Question

Two kilograms of CO₂ gas is contained in a piston-cylinder assembly at a pressure of 6.5 bar and a temperature of 300 K. The piston has a mass of 5000 kg and surface area of 1m². The friction of the piston on the walls is significant and cannot be ignored. The atmospheric pressure is 1.01325 bar. The latch holding the piston in position is suddenly removed and the gas is allowed to expand. The expansion is arrested when the volume is double the original volume. Determine the work appearing in the surroundings. Will it be the same as the work done by the gas?

Answer 1

Molecular weight of CO2 = (12 + 2*16) = 44 kg/kmol.

So, 2 kg CO2 = 2 kg * 1kmol/44 kg = 1/22 kmol of CO2 = n, number of moles in the system.

Initial system pressure, Pi = 6.5 bar = 6.5 bar * 100 kPa/1bar = 650 kPa.

Initial temperature of system = Ti = 300K.

By ideal gas law, P.V = nRT, where R = 8.314 kPa.m3/kmol.K

so, initial volume = Vi = n.R.Ti/Pi = 1/22 * 8.314 * 300 / 650 = 0.1744 m3.

Final volume after expansion = Vf = 2*Vi.
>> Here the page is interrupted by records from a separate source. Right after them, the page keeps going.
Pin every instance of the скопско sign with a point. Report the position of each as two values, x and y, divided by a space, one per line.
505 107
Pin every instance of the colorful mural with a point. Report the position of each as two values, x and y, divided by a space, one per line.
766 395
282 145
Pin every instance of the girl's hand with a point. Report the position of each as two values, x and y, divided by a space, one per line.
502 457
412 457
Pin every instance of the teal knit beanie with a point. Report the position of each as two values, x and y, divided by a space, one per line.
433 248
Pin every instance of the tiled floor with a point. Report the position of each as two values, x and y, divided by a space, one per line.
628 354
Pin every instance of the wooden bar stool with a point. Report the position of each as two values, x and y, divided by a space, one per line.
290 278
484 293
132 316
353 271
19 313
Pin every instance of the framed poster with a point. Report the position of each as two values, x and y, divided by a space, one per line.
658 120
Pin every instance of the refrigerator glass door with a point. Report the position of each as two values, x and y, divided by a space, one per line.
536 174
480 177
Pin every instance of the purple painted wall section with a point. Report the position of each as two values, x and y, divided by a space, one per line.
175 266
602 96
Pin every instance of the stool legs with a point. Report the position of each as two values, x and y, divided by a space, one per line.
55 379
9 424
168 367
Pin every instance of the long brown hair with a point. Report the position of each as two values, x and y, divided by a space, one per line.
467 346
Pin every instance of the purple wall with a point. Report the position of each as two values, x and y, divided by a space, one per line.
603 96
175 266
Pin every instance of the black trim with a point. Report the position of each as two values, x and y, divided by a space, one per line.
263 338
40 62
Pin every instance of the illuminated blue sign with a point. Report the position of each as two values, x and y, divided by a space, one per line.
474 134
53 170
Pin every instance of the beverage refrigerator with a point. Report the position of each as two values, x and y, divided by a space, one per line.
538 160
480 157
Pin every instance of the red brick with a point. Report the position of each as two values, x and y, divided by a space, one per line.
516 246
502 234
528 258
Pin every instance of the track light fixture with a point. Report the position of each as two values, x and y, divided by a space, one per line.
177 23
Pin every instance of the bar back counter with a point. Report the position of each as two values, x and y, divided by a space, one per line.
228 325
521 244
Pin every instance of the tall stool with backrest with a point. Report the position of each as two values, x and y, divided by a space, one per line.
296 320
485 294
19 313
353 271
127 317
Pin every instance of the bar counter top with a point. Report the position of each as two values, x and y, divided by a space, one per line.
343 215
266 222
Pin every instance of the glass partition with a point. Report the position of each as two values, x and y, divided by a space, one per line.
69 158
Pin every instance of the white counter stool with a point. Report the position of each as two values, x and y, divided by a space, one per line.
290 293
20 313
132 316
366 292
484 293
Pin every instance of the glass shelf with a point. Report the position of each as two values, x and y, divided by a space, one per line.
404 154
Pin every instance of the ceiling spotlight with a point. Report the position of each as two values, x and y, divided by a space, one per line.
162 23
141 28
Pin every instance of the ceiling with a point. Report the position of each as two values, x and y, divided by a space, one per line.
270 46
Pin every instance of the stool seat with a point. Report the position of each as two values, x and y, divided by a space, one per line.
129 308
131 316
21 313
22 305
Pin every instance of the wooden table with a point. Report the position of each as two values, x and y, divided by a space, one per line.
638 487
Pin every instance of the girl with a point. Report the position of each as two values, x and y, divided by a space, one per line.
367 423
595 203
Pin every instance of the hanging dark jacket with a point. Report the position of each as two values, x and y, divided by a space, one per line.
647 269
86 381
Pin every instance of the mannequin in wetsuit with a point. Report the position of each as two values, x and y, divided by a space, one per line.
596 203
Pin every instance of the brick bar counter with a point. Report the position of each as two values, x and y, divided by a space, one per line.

Now, work done by a gas system on the surrounding = surrounding pressure * (final volume - initial volume).

Surrounding pressure = atmospheric pressure + pressure applied by piston.

atmospheric pressure = 1.01325 bar = 101.325 kPa.

pressure by piston = mass of piston * gravity / surface area = 5000 kg* 9.81 m/sec2 / 1m2 = 49050 Pa = 49.05 kPa.

Surrounding pressure, Ps = 101.325 + 49.05 = 150.375 kPa.

So, work done by gas on the surrounding = Ps * (Vf - Vi) = Ps*(2Vi - Vi) = 150.375 kPa * 0.1744 m3 = 26.2254 kJ.

= the work appearing in the surrounding.

Gas has to done some work to overcome the frictional resistance. So, total work done by the gas = work done on the surrouonding + work done to overcome friction.